Depuis notre naissance en 1976, le contrôle des médias américains est devenu de plus en plus centralisé., Lorsque notre ami Ben Bagdikian, ancien doyen de la Graduate School of Journalism de Berkeley, a publié son livre de 1983, the Media Monopoly, il était sous-titré un rapport surprenant sur les 50 entreprises qui contrôlent ce que L’Amérique voit, entend et lit. Dans chaque édition suivante, Bagdikian plaisante, il a dû réduire le nombre de sociétés; il est maintenant réduit à six. Tout cela rend les sources d’information alternatives et non corporatives comme Mother Jones plus cruciales que jamais. Une chose dont vous pouvez être sûr est que le magazine ne fera jamais partie D’AOL Time Warner.,
Encore un grand paradoxes est que de nouvelles formes de monopole des médias et de la liberté d’expression évoluer au même moment. Si les 17 membres du personnel qui ont applaudi l’arrivée de ces premières boîtes de Mother Jones s’étaient endormis comme Rip van Winkle et se sont réveillés aujourd’hui, une chose nous laisserait stupéfaits et prudemment encouragés: la capacité d’Internet à apporter des points de vue dissidents à des millions de personnes partout dans le monde—et à permettre à ces personnes de communiquer entre elles., Mother Jones a fait partie de ce processus dès le début, en 1993, lorsqu’il est devenu le premier magazine d’intérêt général à publier sur le Web.
alors, à quoi peut s’attendre un Rip van Winkle d’aujourd’hui dans Mother Jones à l’occasion de son 50e anniversaire?
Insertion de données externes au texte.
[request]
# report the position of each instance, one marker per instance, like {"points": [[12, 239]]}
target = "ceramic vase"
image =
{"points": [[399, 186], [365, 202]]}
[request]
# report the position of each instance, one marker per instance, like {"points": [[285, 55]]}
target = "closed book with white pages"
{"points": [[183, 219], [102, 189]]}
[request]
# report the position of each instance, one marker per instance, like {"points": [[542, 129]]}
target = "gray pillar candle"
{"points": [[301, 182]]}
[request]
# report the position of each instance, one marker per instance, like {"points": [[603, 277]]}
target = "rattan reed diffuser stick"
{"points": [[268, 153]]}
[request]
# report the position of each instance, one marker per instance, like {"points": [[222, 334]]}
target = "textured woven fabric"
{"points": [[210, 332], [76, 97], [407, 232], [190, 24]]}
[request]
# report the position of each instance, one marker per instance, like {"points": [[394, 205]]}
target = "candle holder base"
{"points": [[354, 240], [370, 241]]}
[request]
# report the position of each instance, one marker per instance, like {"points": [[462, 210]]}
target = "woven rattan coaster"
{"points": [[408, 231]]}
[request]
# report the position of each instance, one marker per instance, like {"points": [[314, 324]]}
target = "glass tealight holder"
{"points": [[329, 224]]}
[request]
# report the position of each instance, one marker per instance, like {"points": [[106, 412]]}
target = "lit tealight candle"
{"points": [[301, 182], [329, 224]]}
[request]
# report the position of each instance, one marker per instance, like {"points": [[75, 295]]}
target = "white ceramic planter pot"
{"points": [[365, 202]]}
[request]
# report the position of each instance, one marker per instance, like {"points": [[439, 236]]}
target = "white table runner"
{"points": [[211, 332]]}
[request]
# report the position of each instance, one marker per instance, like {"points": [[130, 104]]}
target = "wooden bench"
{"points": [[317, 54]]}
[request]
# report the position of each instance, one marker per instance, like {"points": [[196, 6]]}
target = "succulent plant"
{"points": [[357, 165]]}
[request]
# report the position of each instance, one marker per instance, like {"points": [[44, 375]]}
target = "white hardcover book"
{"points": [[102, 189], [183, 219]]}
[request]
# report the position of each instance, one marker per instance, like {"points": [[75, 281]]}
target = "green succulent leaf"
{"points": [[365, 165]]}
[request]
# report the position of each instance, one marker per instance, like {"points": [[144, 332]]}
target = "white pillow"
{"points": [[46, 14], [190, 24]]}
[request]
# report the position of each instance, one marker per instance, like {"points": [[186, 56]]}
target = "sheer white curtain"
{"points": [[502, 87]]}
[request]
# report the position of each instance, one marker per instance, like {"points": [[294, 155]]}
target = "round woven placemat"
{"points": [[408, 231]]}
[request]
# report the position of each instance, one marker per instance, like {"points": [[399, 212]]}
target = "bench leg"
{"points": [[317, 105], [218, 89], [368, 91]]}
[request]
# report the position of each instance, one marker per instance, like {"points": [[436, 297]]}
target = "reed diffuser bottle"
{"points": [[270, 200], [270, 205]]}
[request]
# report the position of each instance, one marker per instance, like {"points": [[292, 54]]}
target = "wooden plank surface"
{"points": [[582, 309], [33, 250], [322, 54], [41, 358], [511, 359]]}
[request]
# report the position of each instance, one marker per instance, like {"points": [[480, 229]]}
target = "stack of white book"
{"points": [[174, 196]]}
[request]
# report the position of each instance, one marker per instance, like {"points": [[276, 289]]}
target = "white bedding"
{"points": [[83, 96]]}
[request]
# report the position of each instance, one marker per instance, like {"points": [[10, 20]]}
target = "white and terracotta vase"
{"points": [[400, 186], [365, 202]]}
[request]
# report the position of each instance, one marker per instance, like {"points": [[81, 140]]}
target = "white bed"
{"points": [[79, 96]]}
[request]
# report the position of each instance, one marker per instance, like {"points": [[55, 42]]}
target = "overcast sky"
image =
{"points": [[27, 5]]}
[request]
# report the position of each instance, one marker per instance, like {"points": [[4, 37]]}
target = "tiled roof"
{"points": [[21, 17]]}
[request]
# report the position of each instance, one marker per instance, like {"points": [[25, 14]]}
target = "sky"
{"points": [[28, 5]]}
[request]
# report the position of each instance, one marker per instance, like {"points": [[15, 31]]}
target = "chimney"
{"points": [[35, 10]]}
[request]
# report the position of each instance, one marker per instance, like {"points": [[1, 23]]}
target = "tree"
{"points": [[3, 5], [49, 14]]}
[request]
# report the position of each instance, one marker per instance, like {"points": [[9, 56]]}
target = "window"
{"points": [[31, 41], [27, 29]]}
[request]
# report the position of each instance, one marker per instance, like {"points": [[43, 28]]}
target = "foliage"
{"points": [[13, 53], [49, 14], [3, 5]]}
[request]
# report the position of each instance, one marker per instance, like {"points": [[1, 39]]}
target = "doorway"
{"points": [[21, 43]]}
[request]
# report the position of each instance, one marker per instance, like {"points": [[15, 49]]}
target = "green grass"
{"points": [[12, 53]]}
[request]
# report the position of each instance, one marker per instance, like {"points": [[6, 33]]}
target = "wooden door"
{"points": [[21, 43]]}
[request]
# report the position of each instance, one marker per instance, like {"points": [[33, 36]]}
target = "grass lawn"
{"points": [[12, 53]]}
Peut-être que d’ici là, le papier et les ordinateurs auront été remplacés par quelque chose que nous ne pouvons même pas imaginer. Mais la technologie n’est pas ce qui compte. Une chose est certaine: Le monde de 2026 n’aura pas vu la fin de l’injustice, de la discrimination, de la pauvreté et de la violence politique et sociale., Il y aura toujours des hommes et des femmes courageux et déterminés partout dans le monde qui se battront pour changer tout cela. Et Mother Jones sera de leur côté.